Navigation

Specify a Language for Text Index

This tutorial describes how to specify the default language associated with the text index and also how to create text indexes for collections that contain documents in different languages.

Specify the Default Language for a text Index

The default language associated with the indexed data determines the rules to parse word roots (i.e. stemming) and ignore stop words. The default language for the indexed data is english.

To specify a different language, use the default_language option when creating the text index. See Text Search Languages for the languages available for default_language.

The following example creates for the quotes collection a text index on the content field and sets the default_language to spanish:

db.quotes.createIndex(
   { content : "text" },
   { default_language: "spanish" }
)

Create a text Index for a Collection in Multiple Languages

Specify the Index Language within the Document

If a collection contains documents or embedded documents that are in different languages, include a field named language in the documents or embedded documents and specify as its value the language for that document or embedded document.

MongoDB will use the specified language for that document or embedded document when building the text index:

  • The specified language in the document overrides the default language for the text index.
  • The specified language in an embedded document override the language specified in an enclosing document or the default language for the index.

See Text Search Languages for a list of supported languages.

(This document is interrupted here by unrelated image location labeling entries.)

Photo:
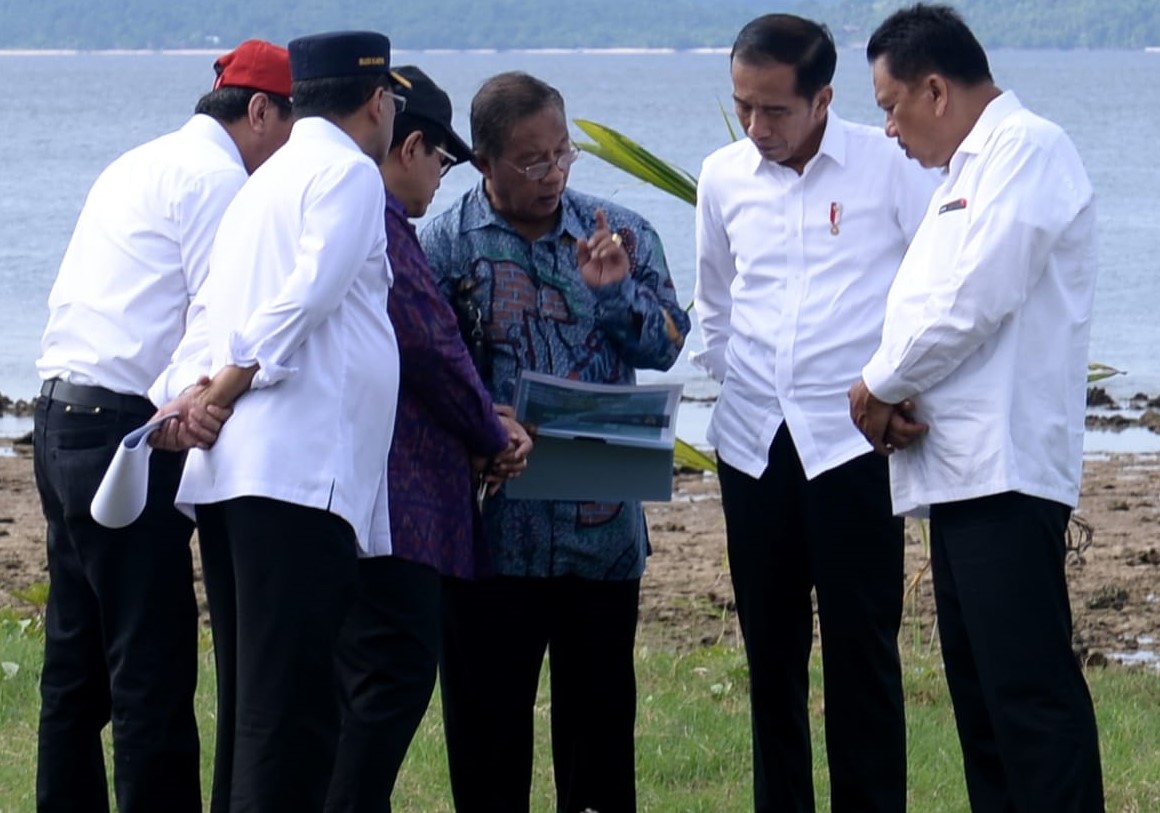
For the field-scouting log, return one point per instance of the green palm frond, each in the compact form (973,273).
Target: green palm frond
(623,153)
(686,456)
(1097,371)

For example, a collection quotes contains multi-language documents that include the language field in the document and/or the embedded document as needed:

{
   _id: 1,
   language: "portuguese",
   original: "A sorte protege os audazes.",
   translation:
     [
        {
           language: "english",
           quote: "Fortune favors the bold."
        },
        {
           language: "spanish",
           quote: "La suerte protege a los audaces."
        }
    ]
}
{
   _id: 2,
   language: "spanish",
   original: "Nada hay más surrealista que la realidad.",
   translation:
      [
        {
          language: "english",
          quote: "There is nothing more surreal than reality."
        },
        {
          language: "french",
          quote: "Il n'y a rien de plus surréaliste que la réalité."
        }
      ]
}
{
   _id: 3,
   original: "is this a dagger which I see before me.",
   translation:
   {
      language: "spanish",
      quote: "Es este un puñal que veo delante de mí."
   }
}

If you create a text index on the quote field with the default language of English.

db.quotes.createIndex( { original: "text", "translation.quote": "text" } )

Then, for the documents and embedded documents that contain the language field, the text index uses that language to parse word stems and other linguistic characteristics.

For embedded documents that do not contain the language field,

  • If the enclosing document contains the language field, then the index uses the document’s language for the embedded document.
  • Otherwise, the index uses the default language for the embedded documents.

For documents that do not contain the language field, the index uses the default language, which is English.

Use any Field to Specify the Language for a Document

To use a field with a name other than language, include the language_override option when creating the index.

For example, give the following command to use idioma as the field name instead of language:

db.quotes.createIndex( { quote : "text" },
                       { language_override: "idioma" } )

The documents of the quotes collection may specify a language with the idioma field:

{ _id: 1, idioma: "portuguese", quote: "A sorte protege os audazes" }
{ _id: 2, idioma: "spanish", quote: "Nada hay más surrealista que la realidad." }
{ _id: 3, idioma: "english", quote: "is this a dagger which I see before me" }